Call it buyer’s remorse. The Office of Advocacy of the Small Business Administration (SBA) is publicly—albeit meekly—tiptoeing away from a now-infamous report that it commissioned, in which economists Nicole Crain and Mark Crain purported to find that federal regulations cost the economy $1.75 trillion in 2008. After being roundly criticized by CPR, the Congressional Research Service, and others, SBA’s Office of Advocacy now explains, referring apparently to the $1.75 trillion figure that “the findings of the study have been taken out of context and certain theoretical estimates of costs have been presented publicly as verifiable facts.” While this admission is welcome, it does not go nearly far enough in light of the antiregulatory crusade this misleading, taxpayer-supported report fueled.

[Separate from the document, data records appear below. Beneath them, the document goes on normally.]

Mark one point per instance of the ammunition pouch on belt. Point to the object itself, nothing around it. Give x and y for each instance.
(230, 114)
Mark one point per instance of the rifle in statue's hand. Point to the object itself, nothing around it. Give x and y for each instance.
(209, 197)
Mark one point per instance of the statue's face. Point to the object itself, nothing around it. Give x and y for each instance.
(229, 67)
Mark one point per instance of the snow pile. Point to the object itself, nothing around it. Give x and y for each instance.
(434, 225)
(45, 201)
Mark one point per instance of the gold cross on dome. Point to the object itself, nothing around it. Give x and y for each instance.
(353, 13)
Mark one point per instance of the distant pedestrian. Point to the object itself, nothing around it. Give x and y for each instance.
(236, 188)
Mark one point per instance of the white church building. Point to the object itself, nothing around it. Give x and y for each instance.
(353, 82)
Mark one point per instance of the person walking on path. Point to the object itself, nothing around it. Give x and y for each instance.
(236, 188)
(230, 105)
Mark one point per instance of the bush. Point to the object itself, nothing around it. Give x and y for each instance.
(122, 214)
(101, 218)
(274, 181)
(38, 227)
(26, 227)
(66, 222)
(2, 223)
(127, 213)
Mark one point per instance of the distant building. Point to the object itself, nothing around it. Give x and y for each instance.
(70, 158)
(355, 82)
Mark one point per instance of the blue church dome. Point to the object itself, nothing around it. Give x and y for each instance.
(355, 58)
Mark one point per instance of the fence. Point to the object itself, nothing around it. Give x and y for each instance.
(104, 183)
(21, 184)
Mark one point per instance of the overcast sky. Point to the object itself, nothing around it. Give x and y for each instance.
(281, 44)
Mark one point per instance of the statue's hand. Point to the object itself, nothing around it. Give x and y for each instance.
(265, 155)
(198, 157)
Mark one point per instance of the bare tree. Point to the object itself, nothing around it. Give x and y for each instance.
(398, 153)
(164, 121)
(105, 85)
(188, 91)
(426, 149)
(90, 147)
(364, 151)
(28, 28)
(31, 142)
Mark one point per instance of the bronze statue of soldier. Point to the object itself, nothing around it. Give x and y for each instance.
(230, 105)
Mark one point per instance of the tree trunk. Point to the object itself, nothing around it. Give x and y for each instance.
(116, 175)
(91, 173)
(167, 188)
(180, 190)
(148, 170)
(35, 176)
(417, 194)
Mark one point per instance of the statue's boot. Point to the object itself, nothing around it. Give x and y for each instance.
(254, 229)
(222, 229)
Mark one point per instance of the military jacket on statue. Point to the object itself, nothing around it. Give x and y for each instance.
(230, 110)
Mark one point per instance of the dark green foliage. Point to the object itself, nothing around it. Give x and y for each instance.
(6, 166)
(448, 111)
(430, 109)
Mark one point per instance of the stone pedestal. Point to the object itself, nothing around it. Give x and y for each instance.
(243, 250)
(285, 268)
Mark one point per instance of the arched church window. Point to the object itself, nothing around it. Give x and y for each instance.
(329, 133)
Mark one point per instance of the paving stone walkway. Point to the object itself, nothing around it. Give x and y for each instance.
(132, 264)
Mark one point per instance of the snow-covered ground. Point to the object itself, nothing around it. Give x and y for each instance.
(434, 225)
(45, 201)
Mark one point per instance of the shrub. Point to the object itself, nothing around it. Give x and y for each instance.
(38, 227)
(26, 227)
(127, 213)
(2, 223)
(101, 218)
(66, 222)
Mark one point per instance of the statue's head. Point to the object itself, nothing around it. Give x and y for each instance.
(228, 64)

Soon after the Crain and Crain report was released in 2010, CPR published a White Paper that demonstrated the unreliability and implausibility of the Crain and Crain report’s methodologies and findings. A few months later, the nonpartisan Congressional Research Service (CRS) released its own analysis of the Crain and Crain report, and its findings were equally damning. Then the Economic Policy Institute (EPI) separately analyzed the Crain and Crain report, and concluded the Crain and Crain report was based on a “flawed economic model and faulty data.” All of this caused then Administrator of the Office of Information and Regulatory Affairs (OIRA) to describe the study as “deeply flawed” and an “urban legend” in congressional testimony. And in addition to employing indefensible methodologies to support their calculations for costs, the Crain and Crain report’s authors ignored regulatory benefits, a move that ensured that the report’s findings would be ripe for precisely the kind of abuse and misuse by anti-regulatory forces that SBA’s Office of Advocacy is now trying to walk away from.
Sure enough, the fantastical $1.75 trillion dollar estimate has been cited time and time again by industry lobbyists and regulatory criticsin Congress, even after the report itself had been debunked, to support troubling anti-regulatory legislation, such as the REINS Act. After handing this Christmas gift to the anti-regulatory forces, SBA’s Office of Advocacy owes the public something more than burying a begrudging acknowledgment of the report’s weakness on an obscure webpage.
When I wrote Dr. Winslow Sargeant, the head of the SBA Office of Advocacy, asking that his agency completely disavow the Crain and Crain report, he offered a disappointing response that attempted to rehabilitate the Crain and Crain report’s findings and methodology. So, it is encouraging that the SBA Office is now being a little more forthright in its criticisms of the report. Yet, the Crain and Crain report has so polluted the public debate over regulatory policy that this half step by SBA’s Office of Advocacy is plainly inadequate. It is time for the agency to disavow the report completely, remove any vestige of it from its website, and adopt procedures to ensure that it does not pay for and publicize similarly misleading research again. As a fiduciary of the public’s money, it owes nothing less.